His name was Marty Nussbaum, and we started practicing together once he emailed me his tango bible, a manifesto outlined in a six-page pdf. It was divided into testaments, old and new, describing his triumvirate: Gustavo Naveira, the Rabbi-Buddha; Mariano “Chicho” Frumboli, Patron Saint of Rhythm; and Sebastián Arce, their gracefully begotten poet son. The holy scriptures, as he called them, included in-depth technical analysis and video. Genealogy and creation myth. A story of how the tango world began.
It was a formal invitation: to be his “third alternate” practice partner. He signed it:
The rabbit hole is at your feet, Alice. Welcome to my world.
Abrazos,
Martin
I ate. I grew enormous. I dove in. Here, finally, was a proper initiation to the guild. Here was a man who had devoted his entire life to tango, a man whom I would never want to sleep with, and who, I hoped, would never try to sleep with me. A tango nerd. A pal. I locked my pace in step with his obsession. We met on Tuesday nights at Robin Thomas’s Sangria Practica. While the cool kids chatted in their natural habitat, dancing in their flashy shoes, we were in the corner in our practice flats, doing drills that he’d devised from workshops past. We’d work for an hour or two, and then he’d walk me to my train. He was solicitous, and kind.

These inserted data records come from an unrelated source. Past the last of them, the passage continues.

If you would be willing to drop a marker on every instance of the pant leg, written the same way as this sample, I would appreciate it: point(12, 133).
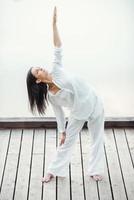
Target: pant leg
point(96, 161)
point(60, 163)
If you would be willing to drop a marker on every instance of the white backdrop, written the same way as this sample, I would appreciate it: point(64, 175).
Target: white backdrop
point(98, 44)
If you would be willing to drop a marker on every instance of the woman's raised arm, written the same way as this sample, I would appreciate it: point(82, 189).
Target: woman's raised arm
point(56, 37)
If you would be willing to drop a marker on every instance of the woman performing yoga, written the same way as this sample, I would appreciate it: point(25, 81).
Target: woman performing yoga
point(63, 89)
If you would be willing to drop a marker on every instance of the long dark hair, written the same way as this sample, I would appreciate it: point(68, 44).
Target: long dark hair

In the beginning, we spoke only of tango, which was fine with me. Marty was more obsessed with dancing than anyone I’d yet met. He’d married young, for love, had two boys, and divorced. He was Jewish, except as applied to shellfish. He’d started dancing with a woman he was dating, and kept dancing long after she left. If tango were a tar pit, Marty fell in splashing, then went breaststroking away. He’d sunk, gleefully, into the sticky blackness to the ruin of his former life. He’d advanced in his career just far enough to land a private office where, behind closed doors, he spent his workdays poring over tango clips. He rarely took a lunch break. He swam laps at the gym each day to limber up. And danced. For a while he was so desperate for good tandas that he would analyze the odds, comparing Facebook event numbers on any given night, applying counterweights and probabilities: floor quality, entrance price, proximity to his favorite late-night snacks (which seemed to center on falafel joints and spirulina shakes). He was about a decade into dancing when I met him, and just as underslept. He failed to find the bags under my eyes impressive.

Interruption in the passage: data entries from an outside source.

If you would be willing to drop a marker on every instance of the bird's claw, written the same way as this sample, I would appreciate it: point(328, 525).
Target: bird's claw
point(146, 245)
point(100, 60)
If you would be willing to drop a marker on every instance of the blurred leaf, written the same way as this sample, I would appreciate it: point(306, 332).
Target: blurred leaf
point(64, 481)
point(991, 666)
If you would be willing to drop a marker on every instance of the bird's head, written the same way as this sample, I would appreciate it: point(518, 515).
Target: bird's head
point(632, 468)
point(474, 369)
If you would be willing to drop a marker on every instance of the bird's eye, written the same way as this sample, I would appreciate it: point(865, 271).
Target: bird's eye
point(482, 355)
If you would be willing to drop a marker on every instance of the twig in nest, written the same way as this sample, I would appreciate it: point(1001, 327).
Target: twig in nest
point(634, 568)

“I’m a milonguero,” he said, “with a day job.” Balance was not among his skills.
I went from being his third alternate to his go-to gal, mostly because I was young and game and patient, and, like him, had no interest in talking about anything but tango. And since he was my only practice partner, I relished the extra time. I didn’t mind not mastering the moves he’d taught himself from YouTube. I was indefatigable, determined, as if every hour I spent there helped me dance my way back to the light. The more I stretched and strived with Marty, the more ascetic my pursuit, and the less I feared that tango was to blame for all the soreness in my heart.

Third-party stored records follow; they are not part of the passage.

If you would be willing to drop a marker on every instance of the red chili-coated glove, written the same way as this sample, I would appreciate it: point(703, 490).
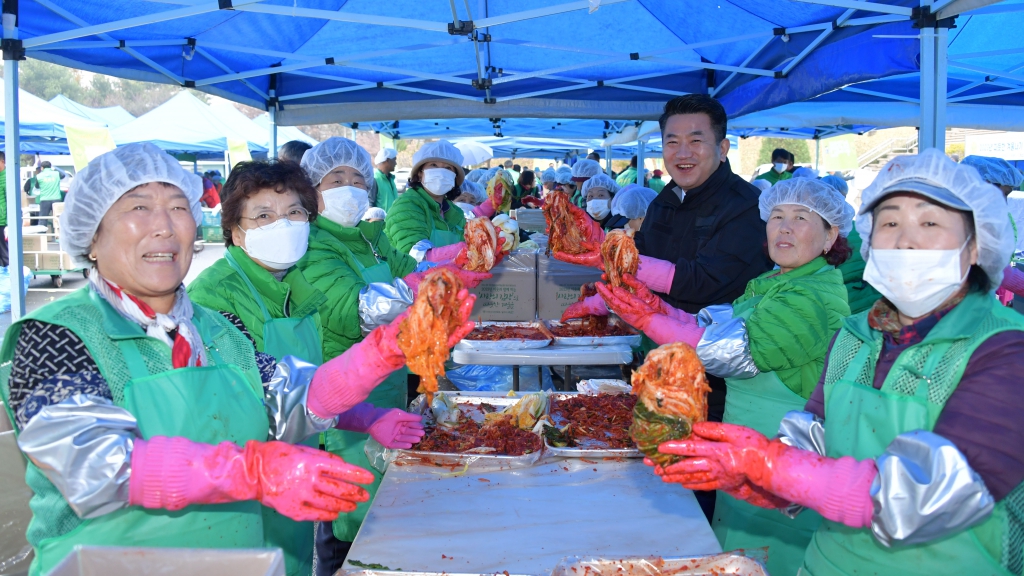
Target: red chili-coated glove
point(532, 202)
point(390, 426)
point(301, 483)
point(725, 456)
point(347, 380)
point(592, 305)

“What’s your tango story?” he asked one night, while we stretched our quads.
“My what?”
“Your root.”
I thought about making the joke I’d made during the cabaret—about how I’d had to take up tango dancing just to get a grown man to put his arms around me, but that no longer felt appropriate, so I answered, “It was a New Year’s resolution.”
“Nice,” he said.
Otherwise, he was all business. Fanatically focused. Frustrated if it wasn’t going well—and high on purely manic joy if it was. He’d land a fourth sacada—an extremely difficult displacement move requiring a freakish pivot backstep into my forward step. Or he’d lead me through one: an over-rotated clockwise swivel, away from him, then backwards into the embrace to break his forward step, our hips in opposite directions—and however shambolic it had been, he’d crow as though we’d struck uranium. He had all the enthusiasm of a ten-year-old with his first remote control car, still unsure how to wield it. He did not take bathroom breaks or stop for water. When I did, he’d rub his fingers together in a display of fiendish overeagerness until I returned. He was anxious to keep going until the lights were flipped, until the studio proprietor came to kick us out.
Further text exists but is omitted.